I saw "The Proposition" last night. All the reviews I've read stress how violent the movie is, and they are completely right to do so. It's not just violent (especially not in the arch, violent-in-quotes way that most action movies are), it's brutal. There were several scenes that made me grit my teeth and squint. There were several others where a good portion of the audience inhaled sharply. The sound effects alone are severely repellent in several scenes. It's a disturbing movie. And it's also really, really smart, and very good. Roger Ebert compared it on his show to "Blood Meridian," Cormac McCarthy's excellent and grotesque novel about, to quote the succinct Amazon review, "bounty hunters for Indian scalps near the Texas-Mexico border in the 1850s." While "The Proposition" takes place in Australia, it inhabits the same moral universe as McCarthy's book. Life is nasty, brutal, and short.
But where the oft-quoted Hobbes had at least a minimal faith in the ability of government to make life better, "Blood Meridan" and "The Proposition" have none. It's one of the basic tenets of Post-Colonial thought that in colonizing, whatever "moral authority" a liberal, democratic nation has at home is lost. Basically, you can have universal suffrage and freedom of the press, but when you try to take it on the road, you're going to wind up with blood on your hands; your freedoms at home become empty shells when you violate them overseas. Literature has been telling us this since at least "Heart of Darkness," (hell, "Candide" satirized this impulse - among other things - a hundred-plus years before Conrad.), and yet we can always use another lesson. There's a wonderful exchange between two characters (The names are elided as it may lead you to figure out something minimally spoiler-ish.):
1: They're hanging Mikey come Christmas.
2: When's Christmas?
I think it's a brilliant bit of writing. The fact that the government is going to hang someone on Christmas (take that, Prince of Peace!) is telling, and the idea that one could lose track of when Christmas is is amazing. But this little exchange also highlights what some see as a problem of the movie. Written by Nick Cave, it's more than a little portentous, but, to me, it's the sort of movie that makes a virtue of being un-subtle. Everything is graphic, everything is overblown, everything is "about" something. When I was completely submerged in this grandiose storytelling mode, I lost myself in the film's repugnant worldview. I've read reviews that put this film in the same area as "Unforgiven." That, to me, couldn't be more wrong-headed. In "Unforgiven" every hooker comes complete with a heart of gold, and there are no bad people, only badasses. Here, even the shopkeepers are capable of evil...or at least capable of being complacent in the face of it.
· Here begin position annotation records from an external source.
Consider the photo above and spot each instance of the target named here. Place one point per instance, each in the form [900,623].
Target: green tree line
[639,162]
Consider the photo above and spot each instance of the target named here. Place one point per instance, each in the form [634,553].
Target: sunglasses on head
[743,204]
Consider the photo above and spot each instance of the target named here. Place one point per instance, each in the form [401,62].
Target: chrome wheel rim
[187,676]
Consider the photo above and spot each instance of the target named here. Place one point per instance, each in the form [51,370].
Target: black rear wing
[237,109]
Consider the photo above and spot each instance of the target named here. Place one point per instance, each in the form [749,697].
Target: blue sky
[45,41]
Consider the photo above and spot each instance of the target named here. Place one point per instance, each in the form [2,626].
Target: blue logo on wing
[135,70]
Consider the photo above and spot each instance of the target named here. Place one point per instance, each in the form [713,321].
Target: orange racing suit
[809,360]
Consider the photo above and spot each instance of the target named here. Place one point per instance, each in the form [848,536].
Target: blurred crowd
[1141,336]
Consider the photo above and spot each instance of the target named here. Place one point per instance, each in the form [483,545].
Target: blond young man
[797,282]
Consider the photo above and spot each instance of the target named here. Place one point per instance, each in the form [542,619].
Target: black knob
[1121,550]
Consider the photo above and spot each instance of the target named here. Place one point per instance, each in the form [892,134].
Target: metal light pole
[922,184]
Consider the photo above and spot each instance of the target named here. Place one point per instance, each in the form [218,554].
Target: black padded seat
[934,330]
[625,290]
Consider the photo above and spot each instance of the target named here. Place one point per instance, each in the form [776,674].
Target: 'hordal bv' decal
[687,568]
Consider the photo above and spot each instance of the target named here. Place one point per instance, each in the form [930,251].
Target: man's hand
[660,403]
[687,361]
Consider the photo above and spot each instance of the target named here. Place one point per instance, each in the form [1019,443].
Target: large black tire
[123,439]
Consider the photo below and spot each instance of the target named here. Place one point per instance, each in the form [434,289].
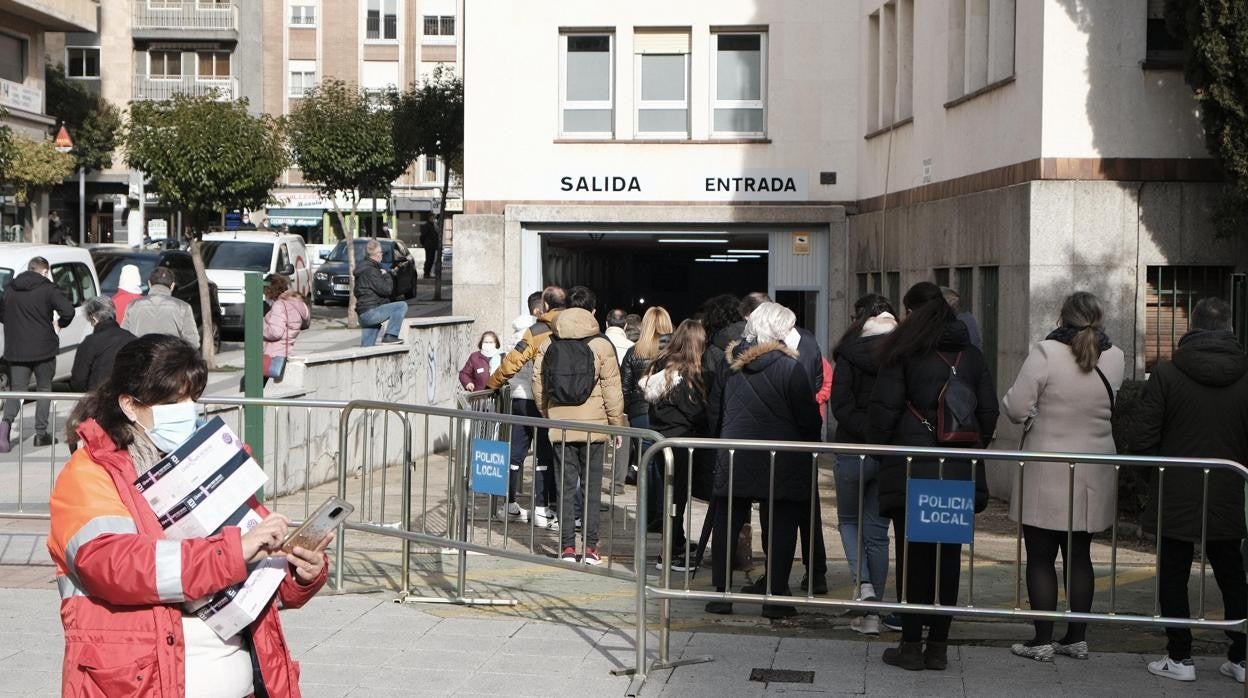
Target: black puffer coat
[1197,406]
[632,370]
[917,381]
[766,396]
There's no joy (shameful or otherwise) in the killings in "The Proposition," and no one to root for, either. There's only disgust at the violent, miserable state of the world. Captain Stanley, played by Ray Winstone with an odd, affecting softness to him, says at the beginning, "I will civilize this land," and it sounds like a boastful imperial promise. A few minutes later he repeats it, and it sounds hollow. It's meaningless and impossible; it's a worthless notion, and he knows it. A civilization that arises from such misery is tainted at birth, by being born.